Француз смутился еще больше, и его смуглое лицо стало темно-оливковым.
— Это правда, джентльмены, — пробормотал он, — по материнской линии я бирманец, и в нашем доме всегда говорили на двух языках. Я бы очень хотел, чтобы мой бирманский язык оказался вам полезен…
Профессор Ба питал явное пристрастие к конструкции «Аи шуд лайк» («Мне бы хотелось»), но произносил ее так отчетливо, как англичане (не говоря уже об американцах) не делают уже лет, наверное, триста.

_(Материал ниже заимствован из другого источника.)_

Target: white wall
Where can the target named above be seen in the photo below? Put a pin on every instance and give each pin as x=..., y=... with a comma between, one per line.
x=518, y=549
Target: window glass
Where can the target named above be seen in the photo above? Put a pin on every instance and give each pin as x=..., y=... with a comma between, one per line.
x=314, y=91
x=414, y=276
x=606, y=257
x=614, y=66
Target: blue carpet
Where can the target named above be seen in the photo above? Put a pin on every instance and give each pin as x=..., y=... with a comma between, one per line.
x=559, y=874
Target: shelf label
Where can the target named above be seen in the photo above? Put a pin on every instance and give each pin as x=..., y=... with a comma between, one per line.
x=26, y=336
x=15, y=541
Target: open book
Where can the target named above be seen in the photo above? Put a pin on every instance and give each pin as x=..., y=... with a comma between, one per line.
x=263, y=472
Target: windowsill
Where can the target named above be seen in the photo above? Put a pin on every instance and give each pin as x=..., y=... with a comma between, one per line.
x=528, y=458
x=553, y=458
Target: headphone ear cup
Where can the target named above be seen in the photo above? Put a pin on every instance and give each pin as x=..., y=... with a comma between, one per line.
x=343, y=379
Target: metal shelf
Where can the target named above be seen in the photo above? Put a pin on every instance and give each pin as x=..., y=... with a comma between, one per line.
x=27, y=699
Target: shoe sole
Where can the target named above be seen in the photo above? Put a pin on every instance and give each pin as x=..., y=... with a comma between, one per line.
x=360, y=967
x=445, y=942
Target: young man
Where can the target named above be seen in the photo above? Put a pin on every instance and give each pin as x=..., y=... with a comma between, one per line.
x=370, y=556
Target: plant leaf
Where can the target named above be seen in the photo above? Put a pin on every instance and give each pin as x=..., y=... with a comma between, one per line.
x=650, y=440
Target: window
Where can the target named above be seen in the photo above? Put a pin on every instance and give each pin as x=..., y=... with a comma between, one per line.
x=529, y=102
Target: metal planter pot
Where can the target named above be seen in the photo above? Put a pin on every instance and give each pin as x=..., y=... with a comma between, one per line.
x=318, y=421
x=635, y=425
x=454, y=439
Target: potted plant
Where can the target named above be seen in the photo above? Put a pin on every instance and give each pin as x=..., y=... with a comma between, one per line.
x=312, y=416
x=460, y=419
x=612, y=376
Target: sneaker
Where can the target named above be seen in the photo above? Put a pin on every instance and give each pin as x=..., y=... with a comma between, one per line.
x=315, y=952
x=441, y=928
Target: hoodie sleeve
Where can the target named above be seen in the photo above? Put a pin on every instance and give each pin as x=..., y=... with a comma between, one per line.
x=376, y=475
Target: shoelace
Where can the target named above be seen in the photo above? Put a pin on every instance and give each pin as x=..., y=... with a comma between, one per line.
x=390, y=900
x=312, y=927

Кстати, я забыл разъяснить, что титул «профессор» вовсе не говорит о почтенном возрасте и о каких-то исключительных ученых степенях: все руководители отделений именовались здесь профессорами, и ваш покорный слуга — тоже.
3
Между тем Ла Тун, взявший на себя отъездные формальности, вернулся к нам с билетами, мы подхватили ручную кладь и двинулись к выходу. Легкость багажа нашего нового коллеги (он просил называть его просто Бени) меня удивила: через плеча у него висела пестрая матерчатая сумка, хотя и плотно набитая. Возможно, Бени не вполне понимал, в какое громоздкое мероприятие он ввязался, да и времени на серьезные сборы у него не было. Во всяком случае, он шел с таким видом, как будто твердо знал, куда направляется.